New issue

Have a question about this project? Sign up for a free GitHub account to open an issue and contact its maintainers and the community.

By clicking “Sign up for GitHub”, you agree to our terms of service and privacy statement. We’ll occasionally send you account related emails.

Already on GitHub? Sign in to your account

How to implement compatibility of the Jolokia JVM agent with org.jboss.logmanager.LogManager loaded form JBoss modules #258

Open
rraez opened this Issue May 17, 2016 · 6 comments

Comments

Projects
None yet
4 participants
@rraez
Contributor

rraez commented May 17, 2016

Problem

Currently we have enabled the Jolokia JVM agent with JBoss EAP 6.0.x & 6.2.x.

To get the JVM Agent running, we have added the jboss-logmanager.jar the the -Xbootclasspath.

This is currently the official workaround described by RedHat: https://access.redhat.com/solutions/312453

Alos other JVM agents have the same problem: https://issues.jboss.org/browse/WFLY-895

But in JBoss EAP 6.4. this is no more working:

java.lang.IllegalStateException: The LogManager was not properly installed (you must set the "java.util.logging.manager" system property to "org.jboss.logmanager.LogManager")
    at org.jboss.logmanager.Logger.getLogger(Logger.java:58)
    at org.jboss.as.server.Main.main(Main.java:84)
    at sun.reflect.NativeMethodAccessorImpl.invoke0(Native Method)
    at sun.reflect.NativeMethodAccessorImpl.invoke(NativeMethodAccessorImpl.java:62)
    at sun.reflect.DelegatingMethodAccessorImpl.invoke(DelegatingMethodAccessorImpl.java:43)
    at java.lang.reflect.Method.invoke(Method.java:498)
    at org.jboss.modules.Module.run(Module.java:312)
    at org.jboss.modules.Main.main(Main.java:473)

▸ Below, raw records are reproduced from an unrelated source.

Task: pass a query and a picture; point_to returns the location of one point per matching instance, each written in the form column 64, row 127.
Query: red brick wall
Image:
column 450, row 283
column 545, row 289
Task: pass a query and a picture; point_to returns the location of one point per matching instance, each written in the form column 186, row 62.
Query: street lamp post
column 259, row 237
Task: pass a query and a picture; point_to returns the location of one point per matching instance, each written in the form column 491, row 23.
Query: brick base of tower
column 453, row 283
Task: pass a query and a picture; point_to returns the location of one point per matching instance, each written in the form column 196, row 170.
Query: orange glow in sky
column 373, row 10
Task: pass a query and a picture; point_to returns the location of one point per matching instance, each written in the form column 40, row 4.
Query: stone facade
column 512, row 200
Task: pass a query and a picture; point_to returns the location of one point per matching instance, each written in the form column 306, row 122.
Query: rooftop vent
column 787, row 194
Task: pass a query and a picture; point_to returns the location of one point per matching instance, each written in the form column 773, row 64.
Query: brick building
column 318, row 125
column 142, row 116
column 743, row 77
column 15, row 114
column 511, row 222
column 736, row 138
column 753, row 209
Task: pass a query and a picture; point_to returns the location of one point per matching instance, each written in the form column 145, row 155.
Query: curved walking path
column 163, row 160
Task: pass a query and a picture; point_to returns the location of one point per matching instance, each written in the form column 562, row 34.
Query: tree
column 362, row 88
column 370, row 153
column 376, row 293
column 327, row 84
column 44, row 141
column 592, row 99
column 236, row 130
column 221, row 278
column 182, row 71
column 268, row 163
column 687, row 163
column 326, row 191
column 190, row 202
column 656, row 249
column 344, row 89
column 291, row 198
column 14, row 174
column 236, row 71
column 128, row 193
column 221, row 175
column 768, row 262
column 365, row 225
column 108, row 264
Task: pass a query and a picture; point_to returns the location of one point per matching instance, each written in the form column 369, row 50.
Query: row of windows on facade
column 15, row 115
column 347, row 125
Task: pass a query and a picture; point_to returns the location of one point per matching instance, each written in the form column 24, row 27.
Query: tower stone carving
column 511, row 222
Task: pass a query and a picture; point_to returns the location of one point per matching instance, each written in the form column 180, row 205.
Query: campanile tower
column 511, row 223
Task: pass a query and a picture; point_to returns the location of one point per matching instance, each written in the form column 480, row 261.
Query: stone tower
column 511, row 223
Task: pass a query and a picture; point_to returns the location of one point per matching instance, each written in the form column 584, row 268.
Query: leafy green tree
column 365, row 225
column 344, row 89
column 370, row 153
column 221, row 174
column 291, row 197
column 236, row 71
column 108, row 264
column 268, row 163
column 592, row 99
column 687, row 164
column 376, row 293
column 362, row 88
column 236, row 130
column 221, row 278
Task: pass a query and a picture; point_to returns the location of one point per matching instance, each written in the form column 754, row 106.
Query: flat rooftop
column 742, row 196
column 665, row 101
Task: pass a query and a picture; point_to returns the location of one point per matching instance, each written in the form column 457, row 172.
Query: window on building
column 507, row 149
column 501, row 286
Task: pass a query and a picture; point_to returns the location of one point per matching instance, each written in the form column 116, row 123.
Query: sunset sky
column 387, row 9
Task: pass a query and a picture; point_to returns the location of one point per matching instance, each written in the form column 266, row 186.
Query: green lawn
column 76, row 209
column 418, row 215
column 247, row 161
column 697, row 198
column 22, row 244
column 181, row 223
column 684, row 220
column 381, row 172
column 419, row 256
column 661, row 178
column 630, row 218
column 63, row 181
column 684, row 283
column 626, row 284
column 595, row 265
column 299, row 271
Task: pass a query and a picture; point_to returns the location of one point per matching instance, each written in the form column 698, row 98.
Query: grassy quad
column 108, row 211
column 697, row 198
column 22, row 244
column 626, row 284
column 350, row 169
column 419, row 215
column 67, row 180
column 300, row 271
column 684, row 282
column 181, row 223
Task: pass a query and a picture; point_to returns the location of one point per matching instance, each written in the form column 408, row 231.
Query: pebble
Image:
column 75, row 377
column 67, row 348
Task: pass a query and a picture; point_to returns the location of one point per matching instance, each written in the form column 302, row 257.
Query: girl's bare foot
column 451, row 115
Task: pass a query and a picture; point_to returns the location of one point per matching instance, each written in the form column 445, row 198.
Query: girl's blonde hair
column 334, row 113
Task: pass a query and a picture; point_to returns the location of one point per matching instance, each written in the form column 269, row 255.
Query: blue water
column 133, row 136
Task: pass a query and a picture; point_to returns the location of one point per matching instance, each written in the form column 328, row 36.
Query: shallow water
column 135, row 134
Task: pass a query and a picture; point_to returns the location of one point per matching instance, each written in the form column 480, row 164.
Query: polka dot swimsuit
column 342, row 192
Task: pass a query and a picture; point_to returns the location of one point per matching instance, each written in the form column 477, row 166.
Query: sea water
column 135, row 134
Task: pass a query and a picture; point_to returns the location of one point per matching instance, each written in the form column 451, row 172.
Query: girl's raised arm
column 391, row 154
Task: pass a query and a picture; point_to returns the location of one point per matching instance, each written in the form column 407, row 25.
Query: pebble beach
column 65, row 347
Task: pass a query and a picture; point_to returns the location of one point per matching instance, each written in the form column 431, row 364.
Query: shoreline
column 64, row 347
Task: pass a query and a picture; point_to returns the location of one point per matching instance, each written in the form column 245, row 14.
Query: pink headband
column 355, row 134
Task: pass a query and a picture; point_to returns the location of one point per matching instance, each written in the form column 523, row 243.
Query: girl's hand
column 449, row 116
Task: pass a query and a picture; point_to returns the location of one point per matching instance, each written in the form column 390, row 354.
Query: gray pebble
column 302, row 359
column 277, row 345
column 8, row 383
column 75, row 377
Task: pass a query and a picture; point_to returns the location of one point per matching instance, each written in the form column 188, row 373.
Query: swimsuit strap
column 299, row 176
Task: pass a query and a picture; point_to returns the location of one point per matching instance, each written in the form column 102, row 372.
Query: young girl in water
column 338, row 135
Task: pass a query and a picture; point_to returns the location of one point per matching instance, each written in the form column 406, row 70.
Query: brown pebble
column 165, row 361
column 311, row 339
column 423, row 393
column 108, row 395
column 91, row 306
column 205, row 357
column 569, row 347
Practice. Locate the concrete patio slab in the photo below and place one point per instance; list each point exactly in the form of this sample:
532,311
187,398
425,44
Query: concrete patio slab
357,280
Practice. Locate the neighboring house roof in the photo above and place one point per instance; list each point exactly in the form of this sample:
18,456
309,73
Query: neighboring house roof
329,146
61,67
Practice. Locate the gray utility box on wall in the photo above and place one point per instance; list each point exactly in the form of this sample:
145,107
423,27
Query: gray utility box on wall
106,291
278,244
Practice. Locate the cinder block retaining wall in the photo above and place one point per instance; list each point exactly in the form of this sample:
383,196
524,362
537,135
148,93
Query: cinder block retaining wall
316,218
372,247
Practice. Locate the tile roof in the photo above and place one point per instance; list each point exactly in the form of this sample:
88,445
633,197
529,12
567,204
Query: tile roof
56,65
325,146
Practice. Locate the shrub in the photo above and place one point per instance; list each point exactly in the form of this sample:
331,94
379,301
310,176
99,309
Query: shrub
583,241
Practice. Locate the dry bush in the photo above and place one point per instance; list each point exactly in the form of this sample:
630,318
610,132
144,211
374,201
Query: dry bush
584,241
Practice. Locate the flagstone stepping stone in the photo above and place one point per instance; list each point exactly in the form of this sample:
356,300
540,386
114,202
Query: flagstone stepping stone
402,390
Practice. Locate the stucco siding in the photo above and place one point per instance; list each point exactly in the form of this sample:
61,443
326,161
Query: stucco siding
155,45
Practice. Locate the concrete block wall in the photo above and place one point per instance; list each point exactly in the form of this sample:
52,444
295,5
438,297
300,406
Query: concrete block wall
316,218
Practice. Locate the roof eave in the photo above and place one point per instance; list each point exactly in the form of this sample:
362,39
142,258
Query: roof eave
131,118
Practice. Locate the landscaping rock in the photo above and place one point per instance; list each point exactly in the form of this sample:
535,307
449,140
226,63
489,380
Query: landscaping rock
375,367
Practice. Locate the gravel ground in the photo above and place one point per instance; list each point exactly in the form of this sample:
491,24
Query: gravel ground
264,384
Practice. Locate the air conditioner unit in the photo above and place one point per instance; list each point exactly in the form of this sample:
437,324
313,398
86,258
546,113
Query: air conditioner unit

Even when you add the system property java.util.logging.manager=org.jboss.logmanager.LogManager and add the jboss-logmanager.jar the the -Xbootclasspath, the following code throws a class cast exception:
https://github.com/jboss-logging/jboss-logmanager/blob/master/src/main/java/org/jboss/logmanager/Logger.java#L57

This exception is caused by changed class loading behaviour in JBoss eap 6.4. It looks like the org.jboss.logmanager.Logger class is loaded a second time from the modules and therefore it can't be casted.

In my option it was never a clean solution to override classes loaded by JBoss modules via the system class loader (-Xbootclasspath).

I have to find a solution for already released version of JBoss eap (6.2.2, 6.4.1, 6.4.7).

Implement a solution for the problem in products is not easy

I agree with you suggestion that a solution within the product (e.g. swarm ) would be nice, but it is not that simple, as the java.util.logging.LogManager of java is a singleton initialized the first time it is used.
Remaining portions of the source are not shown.